S3-E37.2 – Can Today’s Medicines Cause Fibrosis Regression in Cirrhosis Patients?

S3-E37.2 - Can Today's Medicines Cause Fibrosis Regression in Cirrhosis Patients?
Antaros Medical co-founder and Chief Scientific Officer Lars Johansson joined the Surfers to explore opportunities to improve scientific insight and patient care surrounding NASH cirrhosis. This conversation focuses on the ability of current medications to cause fibrosis regression in patients with NASH cirrhosis.

This week, Surfing the NASH Tsunami returns to a subject we have explored from time to time over the past two years: helping patients with cirrhosis. While the immediate stimulus for doing so was the semaglutide late-breaker at #ILC2022, our more general interest is that many patients with cirrhosis will start to decompensate and decline in a fairly short period of time. This conversation begins to explore the ability of currently available medications to cause fibrosis regression in patients with cirrhosis.

Can Today’s Medicines Cause Fibrosis Regression in Cirrhosis Patients?

This conversation starts with Lars posing a question to Jörn: does he believe that a “drug like sema[glutide]” can inhibit the progression of fibrosis, even though the #ILC2022 late-breaker showed no significant level of fibrosis regression over a 48-week period. Jörn replies that the study demonstrated that semaglutide was safe and demonstrated some effects (on transaminase levels, for example), but nothing on fibrosis. He then turns the question back to Lars to ask what metabolic or systemic effects we might measure as a precursor to fibrosis regression or even lack of progression.

Lars points to subclinical signs of possible portal hypertension as one place to look. In this context, he notes that increases in spleen volume as modest as 20-30% can be linked to increasing fibrosis levels and possibly changes in portal pressure. As a result, he suggests, looking at changes in portal pressure might be a fruitful area for exploring the ability of a medication to regress fibrosis or even just to stop progression.

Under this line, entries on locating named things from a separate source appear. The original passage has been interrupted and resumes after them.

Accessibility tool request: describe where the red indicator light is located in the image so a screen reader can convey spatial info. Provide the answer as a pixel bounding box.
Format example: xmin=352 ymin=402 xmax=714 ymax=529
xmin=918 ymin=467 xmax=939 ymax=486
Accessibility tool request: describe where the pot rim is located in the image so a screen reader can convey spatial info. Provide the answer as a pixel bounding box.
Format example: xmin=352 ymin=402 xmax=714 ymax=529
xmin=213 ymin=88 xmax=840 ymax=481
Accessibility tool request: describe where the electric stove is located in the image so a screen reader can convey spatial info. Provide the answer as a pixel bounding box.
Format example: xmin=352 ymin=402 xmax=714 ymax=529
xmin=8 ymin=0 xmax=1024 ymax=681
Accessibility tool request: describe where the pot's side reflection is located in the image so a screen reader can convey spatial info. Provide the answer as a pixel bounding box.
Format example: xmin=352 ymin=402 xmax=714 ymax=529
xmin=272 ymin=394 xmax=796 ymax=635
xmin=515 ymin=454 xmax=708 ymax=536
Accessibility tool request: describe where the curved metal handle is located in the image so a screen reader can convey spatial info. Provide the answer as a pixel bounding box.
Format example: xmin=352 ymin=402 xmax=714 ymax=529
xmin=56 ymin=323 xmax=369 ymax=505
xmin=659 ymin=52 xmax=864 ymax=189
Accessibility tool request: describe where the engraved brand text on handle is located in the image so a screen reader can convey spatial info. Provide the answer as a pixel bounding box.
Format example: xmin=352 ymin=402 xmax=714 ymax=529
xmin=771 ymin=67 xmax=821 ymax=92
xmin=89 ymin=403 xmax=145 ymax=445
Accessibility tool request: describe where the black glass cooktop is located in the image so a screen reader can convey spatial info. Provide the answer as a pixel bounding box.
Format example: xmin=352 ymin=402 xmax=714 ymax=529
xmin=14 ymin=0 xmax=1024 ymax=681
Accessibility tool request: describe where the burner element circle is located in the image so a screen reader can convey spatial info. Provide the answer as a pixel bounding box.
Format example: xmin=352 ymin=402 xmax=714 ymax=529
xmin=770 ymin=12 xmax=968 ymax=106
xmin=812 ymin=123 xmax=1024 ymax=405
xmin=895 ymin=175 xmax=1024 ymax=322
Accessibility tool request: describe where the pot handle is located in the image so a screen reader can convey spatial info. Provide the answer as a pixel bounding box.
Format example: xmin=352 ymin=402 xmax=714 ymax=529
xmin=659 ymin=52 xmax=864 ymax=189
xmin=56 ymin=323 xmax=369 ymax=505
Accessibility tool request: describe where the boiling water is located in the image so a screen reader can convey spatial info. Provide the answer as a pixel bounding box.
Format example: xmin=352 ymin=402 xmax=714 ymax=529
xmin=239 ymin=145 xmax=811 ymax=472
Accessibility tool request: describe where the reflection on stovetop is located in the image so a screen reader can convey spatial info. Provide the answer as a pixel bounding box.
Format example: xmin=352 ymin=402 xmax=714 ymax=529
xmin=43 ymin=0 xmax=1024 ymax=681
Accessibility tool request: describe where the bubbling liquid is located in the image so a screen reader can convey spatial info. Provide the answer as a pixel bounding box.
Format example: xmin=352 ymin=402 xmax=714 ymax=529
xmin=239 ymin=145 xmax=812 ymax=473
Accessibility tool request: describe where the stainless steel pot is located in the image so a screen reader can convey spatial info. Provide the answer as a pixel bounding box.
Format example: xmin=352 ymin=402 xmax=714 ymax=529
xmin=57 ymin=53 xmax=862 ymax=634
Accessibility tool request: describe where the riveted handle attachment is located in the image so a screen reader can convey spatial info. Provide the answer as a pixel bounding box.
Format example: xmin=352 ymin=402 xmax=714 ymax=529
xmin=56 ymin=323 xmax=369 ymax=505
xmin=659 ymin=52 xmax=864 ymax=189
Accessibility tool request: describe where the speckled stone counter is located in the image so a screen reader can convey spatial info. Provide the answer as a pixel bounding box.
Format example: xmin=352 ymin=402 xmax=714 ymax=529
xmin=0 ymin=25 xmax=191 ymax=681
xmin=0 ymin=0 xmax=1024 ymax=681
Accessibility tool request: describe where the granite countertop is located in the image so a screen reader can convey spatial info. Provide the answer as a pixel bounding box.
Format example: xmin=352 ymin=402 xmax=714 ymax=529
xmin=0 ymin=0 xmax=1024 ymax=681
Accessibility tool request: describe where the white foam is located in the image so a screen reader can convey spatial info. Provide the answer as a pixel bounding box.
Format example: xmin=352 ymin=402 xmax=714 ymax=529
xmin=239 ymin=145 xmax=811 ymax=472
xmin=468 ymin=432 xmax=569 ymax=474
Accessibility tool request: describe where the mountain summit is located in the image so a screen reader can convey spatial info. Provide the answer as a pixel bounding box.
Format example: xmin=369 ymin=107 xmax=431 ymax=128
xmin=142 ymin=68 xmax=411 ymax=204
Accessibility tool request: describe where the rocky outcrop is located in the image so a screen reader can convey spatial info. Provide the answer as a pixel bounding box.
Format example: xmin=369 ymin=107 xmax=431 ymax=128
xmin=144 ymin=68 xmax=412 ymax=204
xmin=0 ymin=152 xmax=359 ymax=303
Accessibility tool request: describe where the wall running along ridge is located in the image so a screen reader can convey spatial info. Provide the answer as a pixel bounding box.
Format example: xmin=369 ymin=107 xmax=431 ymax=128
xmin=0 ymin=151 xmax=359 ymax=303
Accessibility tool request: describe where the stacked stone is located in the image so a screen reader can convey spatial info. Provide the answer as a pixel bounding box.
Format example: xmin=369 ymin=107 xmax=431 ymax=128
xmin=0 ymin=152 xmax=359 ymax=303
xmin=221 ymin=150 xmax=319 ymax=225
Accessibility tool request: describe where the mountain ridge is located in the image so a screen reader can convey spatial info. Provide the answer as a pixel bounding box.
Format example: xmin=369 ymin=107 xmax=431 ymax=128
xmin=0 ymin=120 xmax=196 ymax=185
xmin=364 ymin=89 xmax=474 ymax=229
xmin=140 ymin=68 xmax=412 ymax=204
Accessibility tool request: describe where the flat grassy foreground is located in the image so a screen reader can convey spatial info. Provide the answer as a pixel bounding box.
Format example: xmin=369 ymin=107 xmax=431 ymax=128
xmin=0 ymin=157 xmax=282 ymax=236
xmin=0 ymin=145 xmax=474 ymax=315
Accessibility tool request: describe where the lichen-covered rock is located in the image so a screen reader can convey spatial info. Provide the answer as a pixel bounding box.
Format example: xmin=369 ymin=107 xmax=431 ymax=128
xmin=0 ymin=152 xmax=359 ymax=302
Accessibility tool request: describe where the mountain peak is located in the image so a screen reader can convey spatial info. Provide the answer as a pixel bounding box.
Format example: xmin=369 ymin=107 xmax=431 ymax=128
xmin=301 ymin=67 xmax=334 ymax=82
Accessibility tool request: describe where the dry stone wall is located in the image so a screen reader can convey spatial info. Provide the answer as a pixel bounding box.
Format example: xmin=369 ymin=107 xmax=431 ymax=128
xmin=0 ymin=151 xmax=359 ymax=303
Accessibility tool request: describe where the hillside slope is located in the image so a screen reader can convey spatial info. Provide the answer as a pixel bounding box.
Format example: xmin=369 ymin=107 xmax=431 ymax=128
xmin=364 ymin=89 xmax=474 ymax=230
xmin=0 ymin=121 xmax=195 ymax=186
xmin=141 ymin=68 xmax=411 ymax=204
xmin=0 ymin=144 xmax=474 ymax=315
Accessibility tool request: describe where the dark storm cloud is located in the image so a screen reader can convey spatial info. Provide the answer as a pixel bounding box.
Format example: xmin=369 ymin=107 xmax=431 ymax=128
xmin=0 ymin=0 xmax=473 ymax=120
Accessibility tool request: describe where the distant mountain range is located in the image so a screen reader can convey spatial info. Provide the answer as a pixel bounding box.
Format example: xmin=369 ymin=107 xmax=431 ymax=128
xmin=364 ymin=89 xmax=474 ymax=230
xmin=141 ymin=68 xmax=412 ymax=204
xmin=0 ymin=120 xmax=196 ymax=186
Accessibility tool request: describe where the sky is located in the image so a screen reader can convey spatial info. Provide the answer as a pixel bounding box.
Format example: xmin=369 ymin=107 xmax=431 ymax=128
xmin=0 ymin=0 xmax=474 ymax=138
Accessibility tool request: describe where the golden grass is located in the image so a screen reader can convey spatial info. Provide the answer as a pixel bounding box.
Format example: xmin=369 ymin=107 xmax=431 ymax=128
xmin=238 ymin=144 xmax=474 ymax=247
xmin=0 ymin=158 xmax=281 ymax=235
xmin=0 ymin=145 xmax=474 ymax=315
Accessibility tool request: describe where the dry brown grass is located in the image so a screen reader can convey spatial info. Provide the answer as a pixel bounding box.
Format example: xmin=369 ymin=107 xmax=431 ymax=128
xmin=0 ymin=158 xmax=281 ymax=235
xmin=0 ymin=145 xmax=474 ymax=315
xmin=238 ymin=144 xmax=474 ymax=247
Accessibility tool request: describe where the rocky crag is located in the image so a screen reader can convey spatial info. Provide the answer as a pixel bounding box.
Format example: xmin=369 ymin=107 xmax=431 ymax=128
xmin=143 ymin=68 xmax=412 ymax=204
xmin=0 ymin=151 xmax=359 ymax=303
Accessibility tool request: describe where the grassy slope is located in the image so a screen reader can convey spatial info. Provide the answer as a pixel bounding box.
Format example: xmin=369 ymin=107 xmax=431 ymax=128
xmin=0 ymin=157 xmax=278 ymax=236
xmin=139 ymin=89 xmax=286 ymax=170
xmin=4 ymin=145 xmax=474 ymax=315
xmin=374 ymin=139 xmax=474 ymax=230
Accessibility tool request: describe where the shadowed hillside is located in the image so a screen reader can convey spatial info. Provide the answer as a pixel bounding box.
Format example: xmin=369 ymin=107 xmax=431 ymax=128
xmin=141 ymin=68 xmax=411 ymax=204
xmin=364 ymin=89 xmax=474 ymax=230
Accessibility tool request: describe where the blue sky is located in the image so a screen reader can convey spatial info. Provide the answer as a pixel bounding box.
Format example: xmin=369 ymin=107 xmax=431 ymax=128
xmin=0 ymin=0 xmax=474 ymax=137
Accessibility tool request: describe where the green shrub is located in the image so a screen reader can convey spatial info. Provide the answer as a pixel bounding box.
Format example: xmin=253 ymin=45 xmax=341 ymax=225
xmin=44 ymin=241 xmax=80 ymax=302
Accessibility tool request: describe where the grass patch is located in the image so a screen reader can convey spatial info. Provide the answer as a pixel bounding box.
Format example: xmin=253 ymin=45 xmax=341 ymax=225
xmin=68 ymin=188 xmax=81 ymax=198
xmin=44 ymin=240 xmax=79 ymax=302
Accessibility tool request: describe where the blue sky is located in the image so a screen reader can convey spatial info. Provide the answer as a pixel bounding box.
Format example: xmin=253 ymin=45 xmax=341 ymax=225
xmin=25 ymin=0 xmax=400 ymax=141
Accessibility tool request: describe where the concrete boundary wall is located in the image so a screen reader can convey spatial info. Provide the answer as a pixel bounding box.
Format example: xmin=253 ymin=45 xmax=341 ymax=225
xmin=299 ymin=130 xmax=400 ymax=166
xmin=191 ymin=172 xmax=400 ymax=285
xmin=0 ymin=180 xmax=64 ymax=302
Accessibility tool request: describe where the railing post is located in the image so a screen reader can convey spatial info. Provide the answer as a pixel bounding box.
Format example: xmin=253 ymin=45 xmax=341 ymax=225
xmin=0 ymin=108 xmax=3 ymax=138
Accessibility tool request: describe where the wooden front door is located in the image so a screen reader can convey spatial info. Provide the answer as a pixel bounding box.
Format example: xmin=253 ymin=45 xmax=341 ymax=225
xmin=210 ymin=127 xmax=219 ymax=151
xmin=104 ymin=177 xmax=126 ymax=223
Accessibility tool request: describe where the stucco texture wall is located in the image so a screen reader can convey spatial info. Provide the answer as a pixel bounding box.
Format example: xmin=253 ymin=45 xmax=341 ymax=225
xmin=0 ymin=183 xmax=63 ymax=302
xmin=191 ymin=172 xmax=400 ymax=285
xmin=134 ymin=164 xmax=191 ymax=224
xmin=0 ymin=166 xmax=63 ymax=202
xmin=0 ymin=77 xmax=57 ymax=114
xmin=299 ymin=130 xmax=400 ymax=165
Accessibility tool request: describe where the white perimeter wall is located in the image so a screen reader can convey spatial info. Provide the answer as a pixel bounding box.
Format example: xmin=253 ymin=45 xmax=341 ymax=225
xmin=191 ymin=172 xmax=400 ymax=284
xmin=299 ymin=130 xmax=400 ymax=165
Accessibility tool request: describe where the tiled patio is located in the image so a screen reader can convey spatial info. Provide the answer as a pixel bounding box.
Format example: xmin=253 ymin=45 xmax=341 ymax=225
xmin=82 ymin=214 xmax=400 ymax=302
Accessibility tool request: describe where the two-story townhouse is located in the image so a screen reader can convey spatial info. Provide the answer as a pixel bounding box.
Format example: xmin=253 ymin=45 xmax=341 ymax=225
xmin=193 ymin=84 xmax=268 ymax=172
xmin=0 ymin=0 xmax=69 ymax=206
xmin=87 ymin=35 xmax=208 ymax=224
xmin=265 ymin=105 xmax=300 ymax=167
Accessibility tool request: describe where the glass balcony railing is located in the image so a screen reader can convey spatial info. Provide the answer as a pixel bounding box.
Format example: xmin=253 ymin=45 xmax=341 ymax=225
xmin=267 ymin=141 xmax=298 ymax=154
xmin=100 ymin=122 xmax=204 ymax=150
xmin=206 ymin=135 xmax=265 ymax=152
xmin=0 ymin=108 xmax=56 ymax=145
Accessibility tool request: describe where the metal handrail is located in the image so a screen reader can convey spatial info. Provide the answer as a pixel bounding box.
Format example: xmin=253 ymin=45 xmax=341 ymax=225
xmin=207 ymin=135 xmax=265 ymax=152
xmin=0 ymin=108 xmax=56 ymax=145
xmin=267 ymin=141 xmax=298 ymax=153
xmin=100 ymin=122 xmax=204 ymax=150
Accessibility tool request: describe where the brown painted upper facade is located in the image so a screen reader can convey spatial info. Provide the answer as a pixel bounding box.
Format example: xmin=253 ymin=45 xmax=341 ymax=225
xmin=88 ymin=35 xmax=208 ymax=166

Lars notes this could be reduced inflammation that has not yet translated into fibrosis regression. As he points out, bariatric studies show it can take years to regress fibrosis.

Roger asks the group which parameters they consider signs of fibrotic stabilization or regression. Jörn notes Lars’s earlier comment about HVPG and asks which measures correlate with it. He mentions varices and ascites as signs to watch as the disease progresses. Finally, he asks about how well patients with compensated cirrhosis perform on other performance metrics.

Lars answers that performance is “not that bad in terms of other effects” and goes on to describe some of the other measures he and others are exploring. As the conversation ends, Lars points out that reducing activation of stellate cells would be a good thing in itself, regardless of whether or how long it takes to lead to fibrosis regression.